Mars is the ultimate destination for NASA's human exploration program. In Situ Resource Utilization (ISRU) is a key technology required to enable such missions. The goals of using resources available at the exploration site are to reduce launch and delivered mass, reduce risk and cost, enable new missions not possible without ISRU, and expand a human presence in space. A known resource is the Martian atmosphere, composed of 95% CO2, which can be processed to produce useful consumables such as oxygen and methane.
A compact, lightweight electrochemical reactor was developed that collects and pressurizes CO2 from the Martian atmosphere. Typically, the leading technologies for processing CO2 require high-purity, pressurized CO2 to obtain a significant feed rate. The approach here is based on a reactive-separation process in which a redox carrier selectively binds to CO2, allowing it to be removed through an ionic liquid-imbibed membrane separator. The process proceeds through the redox binding affinity of a carrier molecule. In the reduced state, this molecule binds CO2. By changing the potential, the carrier is oxidized and CO2 is released. The redox carrier is carefully selected to maximize the swing in the redox potential to increase the effective binding and release of CO2.

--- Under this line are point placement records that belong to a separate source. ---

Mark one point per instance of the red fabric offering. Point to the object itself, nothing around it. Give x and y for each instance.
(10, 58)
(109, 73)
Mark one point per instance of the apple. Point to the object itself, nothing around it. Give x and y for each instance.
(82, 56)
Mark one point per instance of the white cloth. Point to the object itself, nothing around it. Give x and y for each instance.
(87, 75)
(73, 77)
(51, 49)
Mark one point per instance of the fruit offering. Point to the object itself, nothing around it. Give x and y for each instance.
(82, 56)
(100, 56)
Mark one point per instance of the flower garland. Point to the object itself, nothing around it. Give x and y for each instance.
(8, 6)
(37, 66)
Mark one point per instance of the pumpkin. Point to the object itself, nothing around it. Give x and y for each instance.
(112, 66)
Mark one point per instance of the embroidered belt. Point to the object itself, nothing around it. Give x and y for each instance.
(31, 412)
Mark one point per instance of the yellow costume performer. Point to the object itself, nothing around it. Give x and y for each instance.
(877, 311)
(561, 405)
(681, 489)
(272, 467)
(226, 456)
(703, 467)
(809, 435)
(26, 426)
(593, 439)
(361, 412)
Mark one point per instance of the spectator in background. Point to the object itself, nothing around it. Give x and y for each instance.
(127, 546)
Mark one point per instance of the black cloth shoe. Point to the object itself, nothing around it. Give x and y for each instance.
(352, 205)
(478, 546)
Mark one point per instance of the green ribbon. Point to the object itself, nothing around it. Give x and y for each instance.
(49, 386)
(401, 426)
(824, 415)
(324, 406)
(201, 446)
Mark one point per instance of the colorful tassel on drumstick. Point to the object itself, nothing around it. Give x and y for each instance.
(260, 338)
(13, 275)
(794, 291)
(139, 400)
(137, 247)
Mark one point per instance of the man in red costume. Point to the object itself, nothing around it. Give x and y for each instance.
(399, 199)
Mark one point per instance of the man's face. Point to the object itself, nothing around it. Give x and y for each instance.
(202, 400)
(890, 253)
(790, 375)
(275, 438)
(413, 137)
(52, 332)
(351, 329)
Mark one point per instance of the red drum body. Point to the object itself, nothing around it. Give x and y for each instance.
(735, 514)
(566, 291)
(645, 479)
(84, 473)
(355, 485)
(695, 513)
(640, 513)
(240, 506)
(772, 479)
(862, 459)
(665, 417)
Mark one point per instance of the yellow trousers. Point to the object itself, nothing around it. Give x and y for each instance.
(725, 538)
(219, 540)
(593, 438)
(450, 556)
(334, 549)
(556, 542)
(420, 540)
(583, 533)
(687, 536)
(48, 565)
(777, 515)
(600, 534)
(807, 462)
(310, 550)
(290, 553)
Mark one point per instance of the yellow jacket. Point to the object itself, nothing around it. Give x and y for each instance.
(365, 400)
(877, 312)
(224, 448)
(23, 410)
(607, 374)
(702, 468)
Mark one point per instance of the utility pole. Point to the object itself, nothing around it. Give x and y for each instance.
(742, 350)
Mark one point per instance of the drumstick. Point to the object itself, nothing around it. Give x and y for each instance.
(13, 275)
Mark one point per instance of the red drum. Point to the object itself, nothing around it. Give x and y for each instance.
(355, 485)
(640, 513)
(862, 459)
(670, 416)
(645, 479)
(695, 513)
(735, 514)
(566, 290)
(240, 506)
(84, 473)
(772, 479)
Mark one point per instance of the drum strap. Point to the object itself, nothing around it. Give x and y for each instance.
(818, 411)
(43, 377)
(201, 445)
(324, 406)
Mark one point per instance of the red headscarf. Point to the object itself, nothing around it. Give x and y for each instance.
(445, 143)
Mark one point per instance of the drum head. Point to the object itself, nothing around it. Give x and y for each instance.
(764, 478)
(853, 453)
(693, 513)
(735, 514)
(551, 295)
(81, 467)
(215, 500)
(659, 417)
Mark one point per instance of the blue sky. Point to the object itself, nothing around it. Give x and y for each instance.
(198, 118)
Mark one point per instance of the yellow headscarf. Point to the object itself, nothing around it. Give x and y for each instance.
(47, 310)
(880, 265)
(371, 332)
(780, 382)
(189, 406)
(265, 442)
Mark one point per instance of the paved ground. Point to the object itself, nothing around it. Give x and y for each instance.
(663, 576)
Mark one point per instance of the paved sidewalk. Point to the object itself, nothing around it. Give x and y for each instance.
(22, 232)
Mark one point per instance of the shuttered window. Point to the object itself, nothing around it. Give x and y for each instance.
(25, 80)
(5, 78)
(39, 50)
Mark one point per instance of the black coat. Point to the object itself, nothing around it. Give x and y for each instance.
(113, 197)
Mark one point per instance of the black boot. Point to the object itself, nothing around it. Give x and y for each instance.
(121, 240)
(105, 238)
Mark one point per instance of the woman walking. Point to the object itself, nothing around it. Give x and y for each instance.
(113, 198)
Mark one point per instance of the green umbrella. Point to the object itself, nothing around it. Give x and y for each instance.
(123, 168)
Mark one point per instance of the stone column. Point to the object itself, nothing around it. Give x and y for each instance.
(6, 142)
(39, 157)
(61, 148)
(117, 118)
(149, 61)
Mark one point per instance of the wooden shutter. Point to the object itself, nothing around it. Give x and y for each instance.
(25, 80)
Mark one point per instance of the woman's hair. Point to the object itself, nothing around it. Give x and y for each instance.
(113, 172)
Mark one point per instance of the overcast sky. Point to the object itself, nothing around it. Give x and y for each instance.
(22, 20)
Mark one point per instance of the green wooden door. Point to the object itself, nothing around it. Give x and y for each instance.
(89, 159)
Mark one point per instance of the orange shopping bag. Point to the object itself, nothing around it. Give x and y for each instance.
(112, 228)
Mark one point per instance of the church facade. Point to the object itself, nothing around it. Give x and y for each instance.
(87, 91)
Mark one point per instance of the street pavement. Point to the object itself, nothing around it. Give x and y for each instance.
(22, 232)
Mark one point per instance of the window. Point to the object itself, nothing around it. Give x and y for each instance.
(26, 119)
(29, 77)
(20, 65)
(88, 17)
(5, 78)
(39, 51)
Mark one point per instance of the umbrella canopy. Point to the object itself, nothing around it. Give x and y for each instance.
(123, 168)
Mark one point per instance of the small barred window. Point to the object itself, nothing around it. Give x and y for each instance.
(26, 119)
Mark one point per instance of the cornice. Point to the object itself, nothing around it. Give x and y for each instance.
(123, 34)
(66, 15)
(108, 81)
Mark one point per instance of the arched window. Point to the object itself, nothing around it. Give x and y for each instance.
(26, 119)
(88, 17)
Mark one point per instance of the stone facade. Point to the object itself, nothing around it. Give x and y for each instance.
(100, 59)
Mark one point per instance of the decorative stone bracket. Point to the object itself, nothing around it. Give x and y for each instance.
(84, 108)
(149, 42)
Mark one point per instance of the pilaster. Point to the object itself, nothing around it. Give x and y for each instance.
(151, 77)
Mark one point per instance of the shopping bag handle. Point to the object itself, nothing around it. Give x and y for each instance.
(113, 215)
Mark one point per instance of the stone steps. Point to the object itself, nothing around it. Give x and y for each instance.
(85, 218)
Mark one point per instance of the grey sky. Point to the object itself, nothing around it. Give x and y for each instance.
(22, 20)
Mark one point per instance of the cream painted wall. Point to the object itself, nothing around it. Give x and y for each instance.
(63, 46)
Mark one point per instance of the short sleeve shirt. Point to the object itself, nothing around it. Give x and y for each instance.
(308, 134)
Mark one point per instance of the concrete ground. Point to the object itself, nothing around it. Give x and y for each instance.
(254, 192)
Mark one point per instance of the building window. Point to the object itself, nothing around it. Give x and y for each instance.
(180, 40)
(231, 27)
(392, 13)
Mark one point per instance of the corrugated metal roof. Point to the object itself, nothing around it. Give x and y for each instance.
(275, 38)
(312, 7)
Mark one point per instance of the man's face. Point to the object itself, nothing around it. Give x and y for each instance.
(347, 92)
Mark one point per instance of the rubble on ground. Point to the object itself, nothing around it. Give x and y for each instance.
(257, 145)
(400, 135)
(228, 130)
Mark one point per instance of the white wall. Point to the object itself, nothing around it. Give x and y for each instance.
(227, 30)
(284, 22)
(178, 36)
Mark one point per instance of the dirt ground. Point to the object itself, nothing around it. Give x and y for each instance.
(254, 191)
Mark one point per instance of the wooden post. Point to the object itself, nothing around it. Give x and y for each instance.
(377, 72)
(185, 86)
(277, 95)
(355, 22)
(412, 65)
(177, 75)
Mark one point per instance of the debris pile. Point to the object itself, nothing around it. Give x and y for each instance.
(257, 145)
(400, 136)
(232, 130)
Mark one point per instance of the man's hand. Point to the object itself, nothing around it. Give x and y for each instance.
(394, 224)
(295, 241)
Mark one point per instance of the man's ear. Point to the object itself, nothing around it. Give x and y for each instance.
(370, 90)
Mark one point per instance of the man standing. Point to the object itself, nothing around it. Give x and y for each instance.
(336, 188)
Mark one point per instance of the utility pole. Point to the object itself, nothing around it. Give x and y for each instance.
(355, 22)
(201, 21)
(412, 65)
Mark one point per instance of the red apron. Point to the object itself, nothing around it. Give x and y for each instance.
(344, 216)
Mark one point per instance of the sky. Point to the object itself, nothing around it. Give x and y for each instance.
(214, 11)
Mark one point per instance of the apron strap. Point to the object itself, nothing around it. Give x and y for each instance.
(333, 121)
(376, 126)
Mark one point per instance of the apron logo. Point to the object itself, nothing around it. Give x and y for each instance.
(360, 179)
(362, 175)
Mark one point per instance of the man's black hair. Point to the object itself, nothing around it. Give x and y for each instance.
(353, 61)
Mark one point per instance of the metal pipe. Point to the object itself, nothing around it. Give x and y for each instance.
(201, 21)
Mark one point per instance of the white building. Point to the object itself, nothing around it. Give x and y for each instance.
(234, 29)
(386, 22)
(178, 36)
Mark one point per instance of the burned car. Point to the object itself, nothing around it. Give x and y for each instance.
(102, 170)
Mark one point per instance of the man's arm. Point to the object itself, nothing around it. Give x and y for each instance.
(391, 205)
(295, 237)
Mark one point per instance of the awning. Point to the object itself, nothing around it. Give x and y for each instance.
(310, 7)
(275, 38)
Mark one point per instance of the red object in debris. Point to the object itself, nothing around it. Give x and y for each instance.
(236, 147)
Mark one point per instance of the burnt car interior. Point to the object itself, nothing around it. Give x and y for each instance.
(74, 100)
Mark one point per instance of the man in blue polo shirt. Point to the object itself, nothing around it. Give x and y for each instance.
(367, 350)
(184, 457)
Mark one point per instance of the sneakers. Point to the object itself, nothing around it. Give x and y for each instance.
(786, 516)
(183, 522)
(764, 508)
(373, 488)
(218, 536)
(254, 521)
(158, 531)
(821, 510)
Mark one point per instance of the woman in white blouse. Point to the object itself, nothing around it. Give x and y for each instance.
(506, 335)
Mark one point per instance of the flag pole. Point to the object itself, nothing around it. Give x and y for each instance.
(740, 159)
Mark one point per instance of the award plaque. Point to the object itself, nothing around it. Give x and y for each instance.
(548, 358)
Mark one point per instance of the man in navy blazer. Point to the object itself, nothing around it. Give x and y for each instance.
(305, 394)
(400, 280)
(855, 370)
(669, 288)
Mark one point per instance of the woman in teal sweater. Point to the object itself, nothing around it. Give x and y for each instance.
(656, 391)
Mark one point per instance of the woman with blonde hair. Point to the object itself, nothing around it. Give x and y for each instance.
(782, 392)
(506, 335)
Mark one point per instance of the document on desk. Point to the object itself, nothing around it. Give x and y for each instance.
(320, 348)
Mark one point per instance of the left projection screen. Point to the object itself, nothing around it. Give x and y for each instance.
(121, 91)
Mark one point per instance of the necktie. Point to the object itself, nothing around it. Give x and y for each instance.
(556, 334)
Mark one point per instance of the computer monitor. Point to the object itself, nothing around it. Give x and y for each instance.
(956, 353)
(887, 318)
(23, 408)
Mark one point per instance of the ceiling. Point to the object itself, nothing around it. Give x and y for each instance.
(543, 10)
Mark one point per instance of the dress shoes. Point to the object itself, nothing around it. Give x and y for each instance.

The process electrochemically pumps the bound CO2 across the membrane separator, effectively concentrating it and pressurizing it in a separate process stream. This process requires no regeneration step, allowing a continuous process to occur to separate and pressurize the CO2. The separation process is applied to the tubular electrochemical reactor technology that encompasses an array of tubular membrane and electrode assembly (MEA) elements to maximize surface-to-volume ratio and minimize weight and volume.
An ionic liquid is used to dissolve the redox carrier molecule. The ionic liquid medium is an enabling component for demonstrating facilitated transport because of its advantageous properties such as near-zero vapor pressure, wide liquidus range, thermal stability, non-explosiveness, and wide electrochemical window. Ionic liquids also can be customized for selective application, and can be immobilized on a solid support.
In this process, the ionic liquid/redox carrier is immobilized in a membrane, forming a supported ionic liquid membrane (SILM). Electrodes are pressed against the solid membrane and supply a potential to reduce and oxidize the redox carrier at the cathode and anode, respectively, forming an electrochemically modulated device. As a potential is applied across the device, CO2 is selectively bound to the redox carrier on one side of the membrane, carried across the membrane to the other side, and released. If allowed to accumulate, the CO2 can be pressurized.
This technology has applications for both space-based and terrestrial processing of carbon dioxide. For NASA, this technology can be utilized to collect and pressurize carbon dioxide from the Martian atmosphere for further processing.